Struggling music, books and games retailer HMV faced further pressure to raise funds by selling equity or its Waterstone's book chain after issuing a second profit warning in two months.
The 90-year-old company, which trades from about 700 stores in seven countries, also flagged a higher than expected year end net debt of £130 million and said it did not expect to meet terms of its bank lending rules when they are tested in April.
HMV said it has started talks with its lenders regarding potential changes to its facility agreement.
These changes would ensure "their appropriateness for future trading conditions and to support delivery of the group's strategy", it said.
HMV said its lenders were supportive and talks with them were constructive.

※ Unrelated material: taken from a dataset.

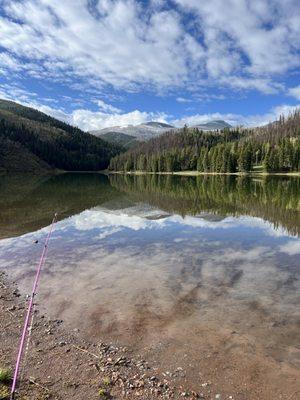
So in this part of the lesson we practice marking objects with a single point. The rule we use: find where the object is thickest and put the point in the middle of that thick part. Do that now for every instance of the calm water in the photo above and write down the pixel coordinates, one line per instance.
(152, 261)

It said it expected underlying pretax profit for the year to end-April to be moderately below a forecast for £45 million, blaming tough trading conditions since it last updated the market in January.
"We think this debt disaster will increase the pressure on the group to either sell Waterstone's or raise emergency equity," said Arden Partners analyst Nick Bubb.
"Neither is a particularly palatable prospect but we still think the least worst option is to sell Waterstone's to (Alexander) Mamut for circa 70 million pounds."
Russian oligarch Mamut, HMV's third largest shareholder with a 6.1 per cent stake, has been linked with a possible bid for Waterstone's along with the chain's founder Tim Waterstone.
Chief executive Simon Fox said HMV was suffering from a difficult consumer environment and the changing markets in which it operates.
"However, our business is adapting quickly to these external factors, and we are confident that our plans will ensure its long-term and sustainable future," he said.
He had previously sought to avoid breaking the lending rules with plans to close 60 UK shops over the next year and make a further £10 million of savings across the group.
Facing intensifying competition from supermarkets, internet retailers and the growing popularity of digital downloading, as well as a tough macro outlook, HMV's problems have been compounded by credit insurers reducing the cover they are prepared to give to suppliers.
HMV also named Philip Rowley, a former chairman and chief executive of AOL Europe, as non-executive chairman to replace Robert Swannell, who has less time available since also becoming chairman of retailer Marks & Spencer.